Changes in Serum Levels of "Bone-specific Alkaline Phosphatase" (BAP) Over Time, i.e. Baseline, 3 Months, 6 Months.	Baseline (T0), 3 months (T3) 6 months (T6)	Bone-specific alkaline phosphatase (BAP) is a specific product of osteoblasts; it is considered as a marker of bone formation. The concentration of BAP (µg/L) will be measured at T0, T3, and T6 on serum samples (fasting morning samples) using commercially available reagents and following the manufacturer's protocol. At the end of the study, the results will be aggregated as mean ± standard of the mean, median and min-max range. Data will be statistically analyzed in order to compare the activity of Potassium citrate versus Placebo (unpaired analysis) and to evaluate the effect of Potassium Citrate and Placebo over time (paired analysis). Differences will be considered to be statistically significant for p-value \<0.05.

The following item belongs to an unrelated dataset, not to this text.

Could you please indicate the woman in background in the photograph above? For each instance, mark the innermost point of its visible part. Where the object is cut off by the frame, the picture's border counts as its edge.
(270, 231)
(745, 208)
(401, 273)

Changes in Serum Levels of "Tartrate-resistant Acid Phosphatase 5b Isoenzyme" (TRAcP5b) Over Time, i.e. Baseline, 3 Months, 6 Months.	Baseline (T0), 3 months (T3) 6 months (T6)	Tartrate-resistant acid phosphatase 5b isoenzyme" (TRAcP5b) is a specific product of osteoclasts; it is considered as a marker of bone resorption. The concentration of TRAcP5B (U/L) will be measured at T0, T3, and T6 on serum samples (fasting morning samples) using commercially available reagents and following the manufacturer's protocol. At the end of the study, the results will be aggregated as mean ± standard of the mean, median and min-max range. Data will be statistically analyzed in order to compare the activity of Potassium Citrate versus Placebo (unpaired analysis) and to evaluate the effect of Potassium Citrate and Placebo over time (paired analysis). Differences will be considered to be statistically significant for p-value \<0.05.
Changes in Serum Levels of "N-terminal Propeptide of Type I Procollagen" (P1NP) Over Time, i.e. Baseline, 3 Months, 6 Months.	Baseline (T0), 3 months (T3) 6 months (T6)	N-terminal propeptide of type I procollagen" (P1NP) is a product of the conversion of procollagen to collagen; it is considered as a marker of bone formation. The concentration of P1NP (pg/L) will be measured at T0, T3, and T6 on serum samples (fasting morning samples) using commercially available reagents and following the manufacturer's protocol. At the end of the study, the results will be aggregated as mean ± standard of the mean, median and min-max range. Data will be statistically analyzed in order to compare the activity of Potassium citrate versus Placebo (unpaired analysis) and to evaluate the effect of Potassium Citrate and Placebo over time (paired analysis). Differences will be considered to be statistically significant for p-value \<0.05.